For most dancers, the intimacy and emotions felt from their craft are beyond comparison. Patricia Sandback, dance performer, choreographer and professor at San Diego State for the past 43 years, can remember the first time she fell in love with dance.
“My first inspiration about dancing was seeing ‘The Red Shoes,’ this iconic 1948 film when I was, I don’t know, 11 years old,” Sandback said. “I had this vision of wanting to be in that world.”
Sandback, who grew up in St. Paul, Minnesota, had the idea early on that she wanted to become a dancer. However, she didn’t start to focus intensely on dance until she was in college at the University of Minnesota.
“Although I took dance for one year of ballet when I was 13, it then stopped and I didn’t start taking dance again until I was in college, where I was a physical education major,” Sandback said. “And so I went back to dancing at that time.
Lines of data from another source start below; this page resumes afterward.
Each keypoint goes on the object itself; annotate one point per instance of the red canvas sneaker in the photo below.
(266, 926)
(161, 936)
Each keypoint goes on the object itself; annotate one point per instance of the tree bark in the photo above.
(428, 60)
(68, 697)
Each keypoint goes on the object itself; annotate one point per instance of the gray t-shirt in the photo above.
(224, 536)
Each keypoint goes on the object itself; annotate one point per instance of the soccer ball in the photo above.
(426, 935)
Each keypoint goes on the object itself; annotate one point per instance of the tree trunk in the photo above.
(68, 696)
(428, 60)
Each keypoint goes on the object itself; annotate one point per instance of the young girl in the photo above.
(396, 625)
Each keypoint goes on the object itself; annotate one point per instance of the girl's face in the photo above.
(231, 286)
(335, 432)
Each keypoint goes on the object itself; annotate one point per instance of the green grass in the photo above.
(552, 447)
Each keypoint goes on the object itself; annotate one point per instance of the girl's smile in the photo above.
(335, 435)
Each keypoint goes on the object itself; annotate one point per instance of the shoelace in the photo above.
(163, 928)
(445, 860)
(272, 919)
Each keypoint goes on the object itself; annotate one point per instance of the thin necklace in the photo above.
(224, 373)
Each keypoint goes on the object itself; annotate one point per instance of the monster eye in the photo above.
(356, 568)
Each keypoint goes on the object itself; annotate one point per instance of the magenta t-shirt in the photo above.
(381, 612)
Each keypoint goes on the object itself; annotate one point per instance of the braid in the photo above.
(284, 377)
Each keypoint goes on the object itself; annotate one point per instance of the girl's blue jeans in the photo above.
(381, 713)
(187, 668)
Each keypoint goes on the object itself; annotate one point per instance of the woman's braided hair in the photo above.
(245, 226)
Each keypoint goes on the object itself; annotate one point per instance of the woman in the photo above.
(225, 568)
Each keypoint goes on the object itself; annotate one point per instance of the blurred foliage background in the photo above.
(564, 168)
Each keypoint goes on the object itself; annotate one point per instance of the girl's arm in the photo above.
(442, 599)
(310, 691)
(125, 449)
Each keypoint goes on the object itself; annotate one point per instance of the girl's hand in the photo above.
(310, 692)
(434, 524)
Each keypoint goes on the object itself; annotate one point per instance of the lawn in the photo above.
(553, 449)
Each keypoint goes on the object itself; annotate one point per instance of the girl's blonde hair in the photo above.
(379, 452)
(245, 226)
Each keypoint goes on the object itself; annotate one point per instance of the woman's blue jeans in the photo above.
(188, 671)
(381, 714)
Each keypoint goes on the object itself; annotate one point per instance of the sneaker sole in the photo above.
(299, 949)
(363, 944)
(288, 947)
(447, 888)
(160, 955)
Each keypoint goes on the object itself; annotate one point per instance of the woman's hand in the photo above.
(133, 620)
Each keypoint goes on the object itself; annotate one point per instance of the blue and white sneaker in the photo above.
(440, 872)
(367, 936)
I would say I did not have the typical ‘start at eight years old’ dance career. I really started to learn serious dance as an adult.”
Sandback started teaching at SDSU in 1972, and she has been largely involved with San Diego’s dance community ever since she moved to the city from Minnesota with her husband. Specializing in modern dance, Sandback has created over 130 dances that have been featured in performances at SDSU with her own productions, Patricia Sandback and Dancers and Big Ladies, as well as many other professional dance companies.
“One of my responsibilities here as a dance teacher is to set a work on the students every year to perform in May, and I love doing that,” Sandback said. “I have probably done 25 or 30 years of it. I’ve really loved working with the students and that has been a large body of my choreographic work.”
The upcoming dance concert presented by SDSU’s School of Music and Dance and directed by Sandback, “Body History: Patricia Sandback and Dancers,” will be in celebration of her impactful career in SDSU’s dance program, as she will be retiring at the end of the 2015 spring semester.
Many different people have mentored and given support to Sandback throughout her career, and the Body History concert is a reflection of those who she has worked with, as well as the past and future of her career. The 13 non-student performers and seven University Dance Company performers featured in Body History span an age range of 57 years, all dancers who have shared their talents with Sandback at some point in time.
“I’ve worked in different ways with all of the dancers ever since I began creating work in San Diego,” Sandback said. “I wanted to show the whole range and history of what every individual’s training and aspirations about dance have brought together.”
“Body History” premieres at 7:30 p.m. on March 13 and 14 in the SDSU Studio Theater, located in room 200 of the Exercise and Nutritional Science Building. The concert will showcase Sandback’s passion and love for dance that has never stopped growing throughout her life.
“Except for a few years in my teens when I wasn’t taking class, I’ve always had dance in my life,” Sandback said. “I have no idea to know what life would be like without it.”
Sandback will also take the “Body History” concert to the San Diego Dance Theater’s Live Arts Fest in April. Although she is retiring this spring, Sandback can’t imagine not being involved with the SDSU dance community after she leaves, and she will continue to work on various choreographic projects as an active member of San Diego’s dance community.